Espero que esse texto seja claro e traga conciliação. Desejo que ele fale ao coração que aceita tudo com bondade. O escrevo simples para que a verdade por trás dele se mostre com mais facilidade.

Acredito que, antes de qualquer coisa, é necessário estar aberto ao outro. Sem isso é impossível o diálogo (principio político de convivência) e sem o diálogo é impossível compreender, respeitar ou aceitar o novo.

Esse estado negativo de viver (desconfiado de tudo) é bom para o ego, pois ele nos afirma e nos coloca em condição de autonomia, mas é ruim para o espírito. Fechamos-nos para a curiosidade natural que sentimos de conhecer o mundo, de associar novas idéias às nossas, de propor, a partir de nossa habilidade, inovações encima dos conhecimentos que muitas vezes não aceitamos.

O mal estar é compreensivo numa sociedade que prega a vantagem individual em prol do coletivo. O próprio sistema, corrompido por esse ideal de desconfiança nos ensina a procurar brechas jurídicas para nossa própria vantagem, os advogados e tribunais estão preparados para a separação (litígio), sendo que a propensão natural do ser humano seria a conciliação, o acordo. Perdemos muito com isso, pois levamos esse mal estar que vemos na grande sociedade para o interior da pequena sociedade, repetimos esse padrão de má vontade com nossos amigos, colegas de estudo e até com nossa família.

A má vontade impede a ampliação da mente, nos fecha ao novo, ao outro e a nos mesmos. Acreditamos que estamos seguros indo contra todos, mas na verdade nos afastamos da nossa própria essência de nosso pleno potencial. A má vontade impede o conhecimento (que é a ação de se envolver com o que se aprende) e nos torna alheios ao mundo.

Bem ao contrário, somos seres coletivos e racionais e nesse caso a racionalidade está a serviço da coletividade e não na defesa do ego, a razão é necessária para o dialogo, para aceitação, para tolerância, para a busca do consenso, abrir-se ao outro é primeiro passo para chegar à nossa essência.

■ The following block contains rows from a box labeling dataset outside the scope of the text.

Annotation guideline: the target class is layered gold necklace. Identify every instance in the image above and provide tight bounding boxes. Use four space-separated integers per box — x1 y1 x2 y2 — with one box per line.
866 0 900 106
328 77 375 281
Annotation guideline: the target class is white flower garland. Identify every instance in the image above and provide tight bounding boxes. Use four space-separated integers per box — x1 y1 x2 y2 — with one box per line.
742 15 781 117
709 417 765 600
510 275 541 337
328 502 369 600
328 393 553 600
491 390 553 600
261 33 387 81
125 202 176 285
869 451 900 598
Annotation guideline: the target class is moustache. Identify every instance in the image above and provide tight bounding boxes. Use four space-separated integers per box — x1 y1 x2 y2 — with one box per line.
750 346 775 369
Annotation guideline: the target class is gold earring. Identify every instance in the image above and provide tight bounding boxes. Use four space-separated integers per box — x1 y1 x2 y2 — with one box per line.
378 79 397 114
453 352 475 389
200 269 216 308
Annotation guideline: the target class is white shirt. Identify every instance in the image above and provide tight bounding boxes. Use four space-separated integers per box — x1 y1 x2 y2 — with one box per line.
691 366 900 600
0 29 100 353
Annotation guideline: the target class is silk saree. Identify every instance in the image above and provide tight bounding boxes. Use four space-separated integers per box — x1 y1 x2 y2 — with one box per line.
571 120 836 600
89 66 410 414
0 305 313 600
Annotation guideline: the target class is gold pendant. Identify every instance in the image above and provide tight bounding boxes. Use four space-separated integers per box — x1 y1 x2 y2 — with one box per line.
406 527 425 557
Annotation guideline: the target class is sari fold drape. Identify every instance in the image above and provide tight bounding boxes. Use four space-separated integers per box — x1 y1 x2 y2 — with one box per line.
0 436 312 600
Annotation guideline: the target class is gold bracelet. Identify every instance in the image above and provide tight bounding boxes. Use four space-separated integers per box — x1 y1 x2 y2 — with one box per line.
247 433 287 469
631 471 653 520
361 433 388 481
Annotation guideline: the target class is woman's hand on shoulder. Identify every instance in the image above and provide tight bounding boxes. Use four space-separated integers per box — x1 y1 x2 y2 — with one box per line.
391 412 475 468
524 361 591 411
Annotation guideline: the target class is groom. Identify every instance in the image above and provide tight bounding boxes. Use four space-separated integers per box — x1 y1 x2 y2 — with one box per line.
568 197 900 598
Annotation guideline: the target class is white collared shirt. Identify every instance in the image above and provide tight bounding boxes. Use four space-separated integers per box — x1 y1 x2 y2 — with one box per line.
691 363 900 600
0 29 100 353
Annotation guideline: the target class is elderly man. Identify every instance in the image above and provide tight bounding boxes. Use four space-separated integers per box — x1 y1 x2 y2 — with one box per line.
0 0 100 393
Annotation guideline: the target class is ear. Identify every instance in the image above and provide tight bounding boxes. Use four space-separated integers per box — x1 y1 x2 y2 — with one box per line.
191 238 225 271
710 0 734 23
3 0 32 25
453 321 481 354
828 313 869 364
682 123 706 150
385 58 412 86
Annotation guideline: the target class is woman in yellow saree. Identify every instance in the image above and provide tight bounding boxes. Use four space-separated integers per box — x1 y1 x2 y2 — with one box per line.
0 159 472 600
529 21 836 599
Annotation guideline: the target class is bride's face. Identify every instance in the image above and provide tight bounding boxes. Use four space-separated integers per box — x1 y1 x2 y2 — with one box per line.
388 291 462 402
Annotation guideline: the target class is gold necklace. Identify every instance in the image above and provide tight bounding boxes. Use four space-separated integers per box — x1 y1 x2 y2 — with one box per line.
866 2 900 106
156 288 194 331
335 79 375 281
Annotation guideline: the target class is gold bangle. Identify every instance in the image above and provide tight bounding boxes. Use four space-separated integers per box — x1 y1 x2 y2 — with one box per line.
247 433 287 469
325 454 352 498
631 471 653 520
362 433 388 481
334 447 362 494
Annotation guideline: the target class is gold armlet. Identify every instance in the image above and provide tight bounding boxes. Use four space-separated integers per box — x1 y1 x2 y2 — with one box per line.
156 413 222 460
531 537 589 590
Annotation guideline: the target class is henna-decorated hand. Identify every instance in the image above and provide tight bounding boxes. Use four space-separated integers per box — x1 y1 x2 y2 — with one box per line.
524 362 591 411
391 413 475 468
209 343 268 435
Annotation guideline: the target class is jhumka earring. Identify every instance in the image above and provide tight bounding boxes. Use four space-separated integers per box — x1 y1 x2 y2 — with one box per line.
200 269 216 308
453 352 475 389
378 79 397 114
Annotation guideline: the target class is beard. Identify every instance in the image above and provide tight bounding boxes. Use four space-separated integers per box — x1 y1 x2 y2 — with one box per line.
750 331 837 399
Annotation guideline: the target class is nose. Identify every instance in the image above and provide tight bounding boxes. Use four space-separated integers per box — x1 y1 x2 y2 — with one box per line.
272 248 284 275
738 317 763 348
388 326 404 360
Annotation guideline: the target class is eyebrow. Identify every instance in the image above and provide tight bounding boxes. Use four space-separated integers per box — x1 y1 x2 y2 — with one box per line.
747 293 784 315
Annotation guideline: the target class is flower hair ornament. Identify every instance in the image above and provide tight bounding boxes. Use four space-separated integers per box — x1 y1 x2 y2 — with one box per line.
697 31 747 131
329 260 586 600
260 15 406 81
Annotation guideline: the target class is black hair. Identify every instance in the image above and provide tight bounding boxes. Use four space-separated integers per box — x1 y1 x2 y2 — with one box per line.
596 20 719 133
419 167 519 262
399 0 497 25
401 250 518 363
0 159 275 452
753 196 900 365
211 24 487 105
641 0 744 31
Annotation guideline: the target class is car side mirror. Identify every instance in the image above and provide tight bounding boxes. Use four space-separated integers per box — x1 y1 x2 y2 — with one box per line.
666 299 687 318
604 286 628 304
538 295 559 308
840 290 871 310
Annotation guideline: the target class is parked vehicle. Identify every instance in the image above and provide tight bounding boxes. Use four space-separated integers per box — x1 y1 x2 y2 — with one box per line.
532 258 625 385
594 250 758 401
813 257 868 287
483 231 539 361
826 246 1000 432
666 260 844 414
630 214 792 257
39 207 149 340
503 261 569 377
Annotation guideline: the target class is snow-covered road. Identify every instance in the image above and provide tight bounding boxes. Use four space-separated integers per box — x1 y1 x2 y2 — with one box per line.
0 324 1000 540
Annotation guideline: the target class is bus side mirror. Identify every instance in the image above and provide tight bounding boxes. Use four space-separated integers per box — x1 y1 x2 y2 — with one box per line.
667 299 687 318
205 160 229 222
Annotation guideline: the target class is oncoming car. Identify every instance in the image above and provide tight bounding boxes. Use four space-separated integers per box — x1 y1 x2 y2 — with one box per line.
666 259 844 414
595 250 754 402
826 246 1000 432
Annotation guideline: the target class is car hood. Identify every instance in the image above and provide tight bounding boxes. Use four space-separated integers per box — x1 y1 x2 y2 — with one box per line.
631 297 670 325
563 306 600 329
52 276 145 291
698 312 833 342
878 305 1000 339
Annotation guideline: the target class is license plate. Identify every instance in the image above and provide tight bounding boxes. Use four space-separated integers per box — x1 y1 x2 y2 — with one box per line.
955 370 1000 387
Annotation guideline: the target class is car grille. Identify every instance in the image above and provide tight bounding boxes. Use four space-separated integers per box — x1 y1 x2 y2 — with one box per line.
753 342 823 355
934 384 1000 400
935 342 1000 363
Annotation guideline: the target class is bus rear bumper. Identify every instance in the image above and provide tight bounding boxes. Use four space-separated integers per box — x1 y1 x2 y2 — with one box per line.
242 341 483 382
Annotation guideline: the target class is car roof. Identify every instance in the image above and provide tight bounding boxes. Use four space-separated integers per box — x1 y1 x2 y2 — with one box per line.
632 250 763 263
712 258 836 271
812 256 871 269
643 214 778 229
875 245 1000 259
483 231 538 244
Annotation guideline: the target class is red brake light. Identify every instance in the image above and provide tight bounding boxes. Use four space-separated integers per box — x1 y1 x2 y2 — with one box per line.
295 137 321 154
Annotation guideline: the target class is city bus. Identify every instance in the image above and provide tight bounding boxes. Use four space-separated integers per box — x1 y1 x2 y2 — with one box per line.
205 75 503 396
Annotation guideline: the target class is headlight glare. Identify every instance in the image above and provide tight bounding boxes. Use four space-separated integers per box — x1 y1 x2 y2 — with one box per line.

Para que essa convivência seja efetiva é necessário amar de boa vontade, estar aberto, para nos afirmarmos enquanto indivíduos plenos. Simples assim. Para se viver uma vida plena é necessário ter boa vontade. É necessária boa vontade, mas a vida plena não se resume só a essa ação. É necessário consciência para formação de nossa maturidade, para adquirir paz de espírito e compreensão das nossas limitações. É necessário ajuda divina para orientação das nossas potencialidades. É necessário altruísmo e humildade para nos compreendemos como parte de um todo. É necessário ser humano.

Pensando nessa determinação que devemos ter para nos tornarmos completos lembro-me de um programa que eu vi dias atrás sobre a vida de Sócrates, mais especificamente sobre a ‘Apologia’. O programa reconta o final da vida do Ateniense. Sócrates está no cárcere afirmando o amor pela verdade. Em discussão estão os conceitos sobre justiça e verdade. Em paralelo ao conto de Platão, é apresentado conceitos de julgamento e exemplos de julgados, situações de personagens reais que, assim como Sócrates, tiveram que se defender contra todos, em busca de um ideal.

Na história Sócrates foi julgado por corromper a juventude e por proferir a crença a falsos deuses, mas essas não foram as reais acusações que tinham contra ele. A verdade é que o acusavam de ser um incomodo nos lugares públicos, Sócrates vivia nas praças questionando livremente em busca da razão das coisas, atormentando figuras publicas e desnudando a verdade na frente de todos.

Conta que os atenienses, na verdade, queriam que Sócrates saísse da cidade, que renunciasse ao direito de ser cidadão e não voltasse mais, o pensador se faz rebelde de um tempo e negando o exílio, toma um cálice de cicuta em honra aos seus ideais.

O tempo passou e reflito como seria se Sócrates aparecesse agora, penso que o passado não mudaria e ele morreria com um tiro fácil-fácil. Uma coisa fica da história de Sócrates, ele não conseguiu despertar todos com quem conversou, só conseguiu isso com quem se dispôs a escutá-lo, a dialogar. Só se despertou quem teve boa vontade para tal atitude.